Na Rolling Stone, Elias Leight esmiuça o impacto do streaming não só no caso eminente, mas nas tabelas de vendas como um todo. As assimetrias são profundas entre as metodologias da Billboard em 1995 face às de 2019. Hoje, encontram-se ajustadas para acomodar uma economia musical on demand, medida em tempo real, concentrada num leque menor de músicas; fazem a equivalência (talvez ainda desactualizada) entre streaming e rádio, ao passo que acompanham o declínio radical das vendas. Em 1995, as duas últimas plataformas — o éter e o CD — eram os alicerces da Hot 100, e as bases de campanha de Mariah. Assim, falar dos êxitos de Mariah e Nas X é falar de climas diferentes, e de dois casos que serão sempre, a seu jeito, inigualáveis. Mas, se “One Sweet Day” se sagrou invencível no tipo de clima comercial em que concorreu, “Old Town Road” poderá não ficar solitária para sempre. Que assim seja; há coisas mais relevantes.

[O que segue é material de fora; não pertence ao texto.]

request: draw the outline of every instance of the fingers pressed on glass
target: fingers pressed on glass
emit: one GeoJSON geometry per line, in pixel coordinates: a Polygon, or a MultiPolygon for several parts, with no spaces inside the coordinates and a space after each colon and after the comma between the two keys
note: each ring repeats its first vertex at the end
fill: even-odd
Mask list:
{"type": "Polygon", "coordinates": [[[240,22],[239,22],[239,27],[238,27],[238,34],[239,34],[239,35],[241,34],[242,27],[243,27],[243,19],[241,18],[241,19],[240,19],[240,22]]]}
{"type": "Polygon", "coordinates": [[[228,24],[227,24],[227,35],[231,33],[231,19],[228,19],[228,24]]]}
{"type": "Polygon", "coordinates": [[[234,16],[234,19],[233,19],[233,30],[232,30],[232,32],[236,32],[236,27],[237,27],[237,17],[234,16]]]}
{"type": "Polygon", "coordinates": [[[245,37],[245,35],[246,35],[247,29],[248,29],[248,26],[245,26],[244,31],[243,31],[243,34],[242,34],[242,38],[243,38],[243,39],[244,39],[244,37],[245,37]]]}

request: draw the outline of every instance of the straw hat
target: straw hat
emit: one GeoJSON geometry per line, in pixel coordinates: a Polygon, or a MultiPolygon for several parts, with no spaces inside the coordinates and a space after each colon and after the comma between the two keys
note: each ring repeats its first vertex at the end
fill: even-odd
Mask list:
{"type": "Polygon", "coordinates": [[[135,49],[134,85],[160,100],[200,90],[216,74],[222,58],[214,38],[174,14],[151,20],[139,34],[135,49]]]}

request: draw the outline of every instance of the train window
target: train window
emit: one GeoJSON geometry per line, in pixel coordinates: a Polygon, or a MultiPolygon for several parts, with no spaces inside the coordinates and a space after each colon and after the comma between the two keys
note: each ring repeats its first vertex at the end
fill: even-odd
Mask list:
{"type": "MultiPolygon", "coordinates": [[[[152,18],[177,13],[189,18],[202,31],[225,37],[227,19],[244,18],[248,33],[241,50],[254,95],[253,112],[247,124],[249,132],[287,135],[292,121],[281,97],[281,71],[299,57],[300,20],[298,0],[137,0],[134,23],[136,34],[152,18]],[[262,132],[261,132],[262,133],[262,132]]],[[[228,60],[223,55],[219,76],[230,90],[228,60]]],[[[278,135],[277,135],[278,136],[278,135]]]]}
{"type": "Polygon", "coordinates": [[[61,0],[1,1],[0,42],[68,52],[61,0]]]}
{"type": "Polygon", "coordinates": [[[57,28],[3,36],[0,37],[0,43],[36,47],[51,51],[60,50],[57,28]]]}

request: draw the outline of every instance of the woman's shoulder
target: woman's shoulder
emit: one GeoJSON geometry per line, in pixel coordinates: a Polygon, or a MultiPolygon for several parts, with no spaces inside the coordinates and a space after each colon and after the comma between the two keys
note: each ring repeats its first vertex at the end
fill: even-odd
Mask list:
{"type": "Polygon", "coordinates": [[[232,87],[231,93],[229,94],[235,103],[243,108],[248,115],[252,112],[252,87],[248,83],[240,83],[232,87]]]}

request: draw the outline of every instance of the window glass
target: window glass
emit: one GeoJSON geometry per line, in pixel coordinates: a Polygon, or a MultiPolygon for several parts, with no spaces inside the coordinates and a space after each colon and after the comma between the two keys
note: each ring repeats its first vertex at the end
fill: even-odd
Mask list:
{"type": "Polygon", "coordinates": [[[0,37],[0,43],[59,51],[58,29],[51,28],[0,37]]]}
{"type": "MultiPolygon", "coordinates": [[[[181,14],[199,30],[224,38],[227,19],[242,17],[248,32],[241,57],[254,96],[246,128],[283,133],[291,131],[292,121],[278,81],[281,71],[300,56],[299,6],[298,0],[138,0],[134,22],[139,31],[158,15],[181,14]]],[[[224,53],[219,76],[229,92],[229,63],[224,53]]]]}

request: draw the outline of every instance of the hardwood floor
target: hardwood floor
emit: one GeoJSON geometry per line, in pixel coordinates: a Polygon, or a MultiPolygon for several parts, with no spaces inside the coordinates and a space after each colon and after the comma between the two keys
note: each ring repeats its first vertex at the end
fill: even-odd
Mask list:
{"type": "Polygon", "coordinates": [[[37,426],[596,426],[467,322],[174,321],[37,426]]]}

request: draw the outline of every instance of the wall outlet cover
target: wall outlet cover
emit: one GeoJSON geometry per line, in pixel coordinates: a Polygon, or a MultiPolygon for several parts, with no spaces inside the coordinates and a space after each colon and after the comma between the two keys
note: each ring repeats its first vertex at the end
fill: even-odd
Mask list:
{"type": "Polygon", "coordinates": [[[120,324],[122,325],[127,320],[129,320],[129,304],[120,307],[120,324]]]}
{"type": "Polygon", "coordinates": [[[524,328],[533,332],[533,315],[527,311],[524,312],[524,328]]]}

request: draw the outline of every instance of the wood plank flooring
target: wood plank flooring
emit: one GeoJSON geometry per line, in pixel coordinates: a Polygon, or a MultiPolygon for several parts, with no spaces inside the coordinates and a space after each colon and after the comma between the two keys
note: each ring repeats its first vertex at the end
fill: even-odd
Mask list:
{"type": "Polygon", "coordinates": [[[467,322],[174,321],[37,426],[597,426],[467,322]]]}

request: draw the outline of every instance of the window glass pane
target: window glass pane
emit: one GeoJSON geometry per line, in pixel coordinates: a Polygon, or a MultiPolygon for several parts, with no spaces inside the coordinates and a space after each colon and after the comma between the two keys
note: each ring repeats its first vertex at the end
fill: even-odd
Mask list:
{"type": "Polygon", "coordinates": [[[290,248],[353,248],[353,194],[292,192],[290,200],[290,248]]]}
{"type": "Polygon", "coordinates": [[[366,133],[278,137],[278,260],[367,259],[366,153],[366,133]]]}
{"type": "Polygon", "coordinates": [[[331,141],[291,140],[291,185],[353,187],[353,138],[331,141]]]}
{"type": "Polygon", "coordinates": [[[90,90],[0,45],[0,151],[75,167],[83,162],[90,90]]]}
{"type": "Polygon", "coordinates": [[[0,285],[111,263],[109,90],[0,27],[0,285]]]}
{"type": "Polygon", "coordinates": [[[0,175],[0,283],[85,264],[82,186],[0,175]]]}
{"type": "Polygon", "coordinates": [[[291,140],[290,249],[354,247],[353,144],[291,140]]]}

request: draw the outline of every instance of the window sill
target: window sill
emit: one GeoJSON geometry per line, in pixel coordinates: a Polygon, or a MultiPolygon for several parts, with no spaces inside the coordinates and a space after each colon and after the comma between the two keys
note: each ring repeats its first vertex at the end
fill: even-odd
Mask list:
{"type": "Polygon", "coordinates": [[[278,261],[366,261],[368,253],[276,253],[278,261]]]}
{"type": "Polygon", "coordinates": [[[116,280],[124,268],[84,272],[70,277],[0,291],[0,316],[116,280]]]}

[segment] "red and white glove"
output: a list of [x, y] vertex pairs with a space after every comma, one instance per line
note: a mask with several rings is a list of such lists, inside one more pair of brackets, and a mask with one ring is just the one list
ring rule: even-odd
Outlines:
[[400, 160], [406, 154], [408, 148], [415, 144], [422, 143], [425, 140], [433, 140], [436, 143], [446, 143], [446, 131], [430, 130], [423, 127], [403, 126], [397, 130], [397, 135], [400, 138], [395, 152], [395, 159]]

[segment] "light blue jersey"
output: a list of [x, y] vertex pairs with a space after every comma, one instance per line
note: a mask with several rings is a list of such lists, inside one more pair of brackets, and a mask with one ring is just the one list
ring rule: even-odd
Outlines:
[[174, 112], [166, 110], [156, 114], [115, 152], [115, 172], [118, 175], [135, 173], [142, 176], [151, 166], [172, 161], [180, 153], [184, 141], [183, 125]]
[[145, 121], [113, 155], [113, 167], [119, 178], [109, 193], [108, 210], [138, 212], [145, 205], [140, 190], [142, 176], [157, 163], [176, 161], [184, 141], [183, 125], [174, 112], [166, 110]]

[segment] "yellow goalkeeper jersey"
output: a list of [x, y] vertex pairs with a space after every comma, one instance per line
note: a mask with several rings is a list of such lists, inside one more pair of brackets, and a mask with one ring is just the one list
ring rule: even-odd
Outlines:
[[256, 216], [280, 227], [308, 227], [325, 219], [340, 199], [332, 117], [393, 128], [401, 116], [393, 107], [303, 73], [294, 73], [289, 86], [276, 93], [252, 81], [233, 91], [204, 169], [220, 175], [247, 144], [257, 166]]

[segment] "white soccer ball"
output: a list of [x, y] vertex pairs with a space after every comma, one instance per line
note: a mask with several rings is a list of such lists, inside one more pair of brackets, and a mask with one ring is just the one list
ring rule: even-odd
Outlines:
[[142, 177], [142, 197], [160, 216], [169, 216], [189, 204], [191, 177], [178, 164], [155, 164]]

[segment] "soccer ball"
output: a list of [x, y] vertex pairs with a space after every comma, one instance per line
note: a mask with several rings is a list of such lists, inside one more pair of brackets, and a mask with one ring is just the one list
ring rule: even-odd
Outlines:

Na semana em que se posicionou ao lado de Mariah — e Luis Fonsi, cuja co-propriedade do título tende a ser ignorada —, Nas X pôs fim à especulação e a um passado online cheio de impressões digitais. Assumiu-se homossexual perante uma comunidade de ouvintes que certamente reúne devotos do hip hop e fiéis do country, e a hostilidade de sempre, que a homofobia não tem tempo nem local, surge simplesmente. Foi uma declaração audaz e reproduzida um pouco por todo o multiverso em linha (algo próprio de uma das 25 maiores influências na Internet, como eleito pela revista Time).
Um homem negro gay a restituir uma imagem obscurecida do cowboy. É este o senhor que ocupa o cume da Billboard Hot 100 há 17 semanas, e é uma imagem bela, progressiva, um exemplo que em 1995 nunca poderíamos conceber. Não só o vemos e ouvimos, como o fazemos em números inauditos, com feitos que entrarão nos livros da história, para gerações vindouras. “Para a maior parte das crianças de agora, o [Nas X] é o primeiro cowboy que já viram”, reconhece Bri Malandro na Dazed. “Quando descobrirem a história detalhada dos cowboys negros, não ficarão tão chocados como as pessoas parecem ficar hoje.”
Ele é também alguém que o mundo já quer encerrar no destino do one hit wonder, mas cuja personalidade e material — o promissor EP 7 alberga, além de “Old Town Road”, “Rodeo” com Cardi B e “Panini” — lhe parecem estender o prazo, para crescer ou minguar. Certo é que o recorde para mais semanas consecutivas na tabela dos EUA é agora de Lil Nas X, cuja força o furtou a Mariah Carey — a quem, considerando o seu palmarés e aquilo que continua a fazer em discos e palcos, isso deve significar pouco. Quando se transfere o título para os ombros do artista de 20 anos, o peso torna-se monumental.
Lil Nas X segurará essa coroa até que chegue a hora de um digno sucessor. Poderá até ser outro fenómeno catalisado pelo TikTok ou quejandos; talvez até seja a própria Mariah, cujo single “Obsessed”, há 11 anos editado, volta a ganhar tracção, curiosamente na mesma plataforma que serviu ao seu “adversário”. Mas este momento na história de Lil Nas X e da música pop é um título que já não está em leilão.